If nothing else good comes out of the tragic July attacks in London, perhaps at least they will dispel some of this complacency. After the first wave of attacks on July 7, the heads of business found themselves doing staff roll calls, realising they did not have correct contact details or effective cascade communications systems in place. With mobile telephone networks down and intermittent land-line access, many relied on television and radio to keep up to date with developments. It brought home the critical importance of having straightforward and simple continuity plans in place - something that all staff can understand.
This is not to detract from many of those organisations that are well prepared. But they are often highly- regulated larger companies or those with strong international links. Particularly well prepared are what the draft civil contingencies bill terms "category 1 and 2 responders", including the emergency services, local authorities, utility companies, railways, airports and the Health and Safety Executive. Many such organisations also reaped the rewards of developing their IT Ă‚Âcontingency plans in response to the "millennium bug" concerns in the late 1990s.
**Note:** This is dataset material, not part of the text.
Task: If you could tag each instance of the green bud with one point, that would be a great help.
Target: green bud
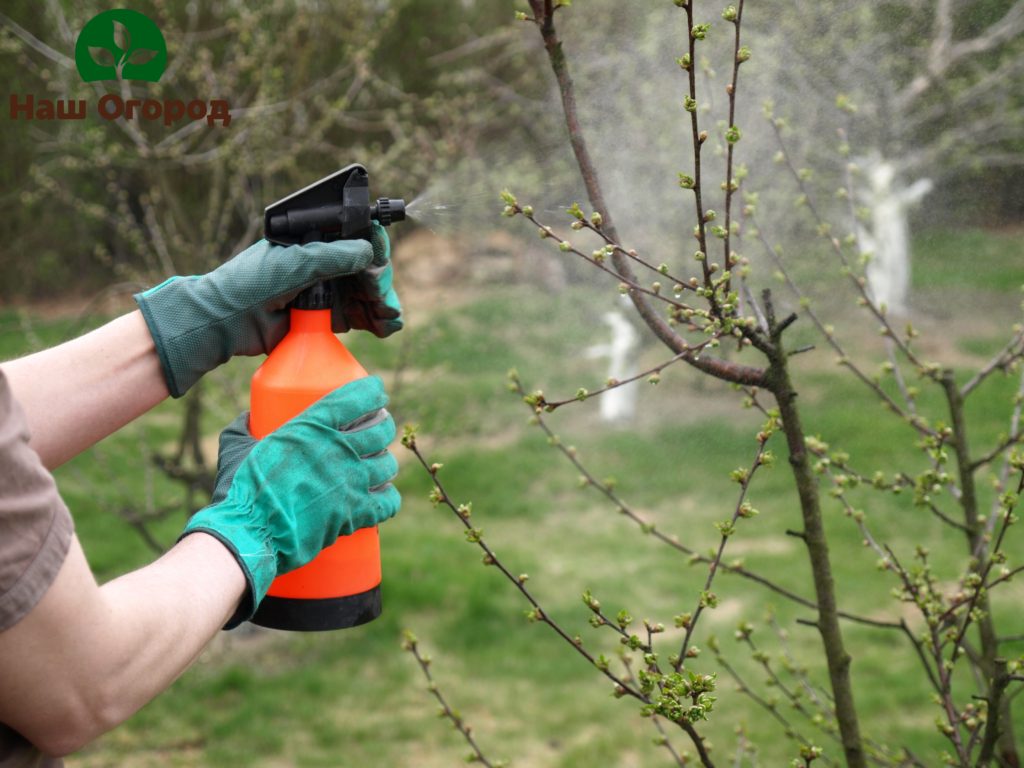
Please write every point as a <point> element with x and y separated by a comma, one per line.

At the risk of hectoring, it is vital to stress that preparation really could mean survival. Those organisations that have prepared and exercised their responses to disruptive incidents, such as terrorist attacks - although it is much more likely to be flooding or IT failures - are more likely to survive.
The value of planning can be measured in lives saved and suffering minimised. It can also be felt in the quiet, collective resolve that has been growing across London in the past two weeks. A controlled response to random acts has given people the confidence not to give in to fear and to calmly go about their lives. The focus after these kinds of events should be on the individuals involved - that must always be the case. But every business throughout the world should also consider how it would cope if something like this happens at its front door.
Of course, disasters cannot be prevented. We do not choose when or where they strike either. The impact is immediate. Best laid plans go out the window and the aftermath threatens to wipe out years of hard work. That does not mean, however, that disaster must be followed by a desperate fight for commercial survival. Starting to make a business more resilient costs nothing. It is about asking the "what if" questions. What if profits become losses in an unpredictable few seconds? What if the cash lifeline is cut and tomorrow's growth is gone? In short, what is the worst thing that could happen and how likely is it to happen?
The biggest challenge is for small and medium sized enterprises - which, in the UK, employ half the workforce. They are the least equipped to shrug off the impact of any incident because of their size. While there are many factors that prevent planning in smaller businesses (not least, the availability of time), the main issues are poor understanding of the potential impact and, crucially, a lack of clear and simple information. Many businesses simply do not know where to start. This must now be a priority for government and supporting agencies.
For those companies that have laid continuity plans, danger is complacency. A plan does not remove risk. It just provides the opportunity to manage it. Without training and testing, weak and unworkable contingencies can break a business just as surely as having no plan at all. All businesses, no matter where they are located, must take action now.